Die Baronin war von dem Besucher nicht sehr entzückt. Er war ihr zu förmlich gewesen. Eine knappe Viertelstunde hatte er im Salon gesessen, und während dieser Viertelstunde hatte Frau von Birken das unangenehme Gefühl, daß er auf die abgestoßene Ecke des schwarzen Tisches sah, und wenn er mal die Augen wo anders hinwendete, so blickte er entschieden suchend auf den fehlenden Henkel der blauen Sèvresvase.
Monika hatte still wie eine Puppe auf ihrem Stuhl gesessen und kaum die Augen aufgeschlagen. Sie war im Banne der brüderlichen Ueberwachung. Alfred, der sonst an Sonntagen spurlos verschwand, war zu Hause geblieben, und Heinzemännchen, der einen endlos langen schwarzen Gehrock trug, den er sich angeschafft hatte, um würdiger und älter zu erscheinen, bewachte sie wie ein Höllendrache. Kurz: Monika war ehrlich unglücklich, als Wetterhelm sich verabschiedet.
Sie spähte hinter den heruntergelassenen Stores hindurch, um ihn noch einmal zu sehen. War’s Einbildung — oder ging er wirklich nicht ganz so straff wie sonst — den Kopf wie gedankenverloren ein wenig gesenkt?
In der Tat war es ein intensives Nachdenken, das Georg Wetterhelm erfüllte, ein Zwiespalt von Gedanken und Gefühlen.

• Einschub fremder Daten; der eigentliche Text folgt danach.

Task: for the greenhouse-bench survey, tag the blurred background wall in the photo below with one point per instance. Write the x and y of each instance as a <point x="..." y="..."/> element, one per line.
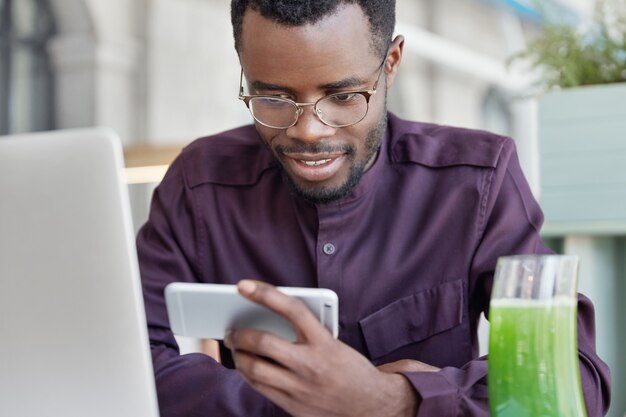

Sein Leben war bisher in so glatten Bahnen verlaufen, er hatte nach dem Programm gelebt, das er sich selbst von seinem Leben entworfen. Er hatte seine Examina gut bestanden, war Rittmeister der Reserve bei den Garde-Ulanen; seine Gesundheit war ausgezeichnet, seine Vermögensverhältnisse rangiert. Er hatte gute Zukunftsaussichten, hoffte, später in die Diplomatie übernommen zu werden. Er hatte die Absicht, seine Konnexionen durch eine passende Heirat zu verstärken.
Und nun sollte sein Lebensplan aus der Ordnung gebracht werden durch so einen süßen Wildfang, durch dieses hübsche, geistreiche, ungebärdige Persönchen, das neulich auf dem Basar sein kühles Wesen ganz mit Glut erfüllt. Sie hatte ihm einen Eindruck gemacht, wie er sich kaum erinnerte, ihn je empfangen zu haben. Und doch entsprach sie auch nicht im mindesten dem Bilde, das er sich in Gedanken von seiner zukünftigen Lebensgefährtin gemacht. Er fand sie zu jung, zu ungezügelt, mit einem bedenklichen Hang, eigene Wege zu gehen.
Er hatte sich das alles gleich nach ihrer ersten Begegnung gesagt, aber die Wirkung, die sie auf ihn gehabt, war eine zu mächtige gewesen.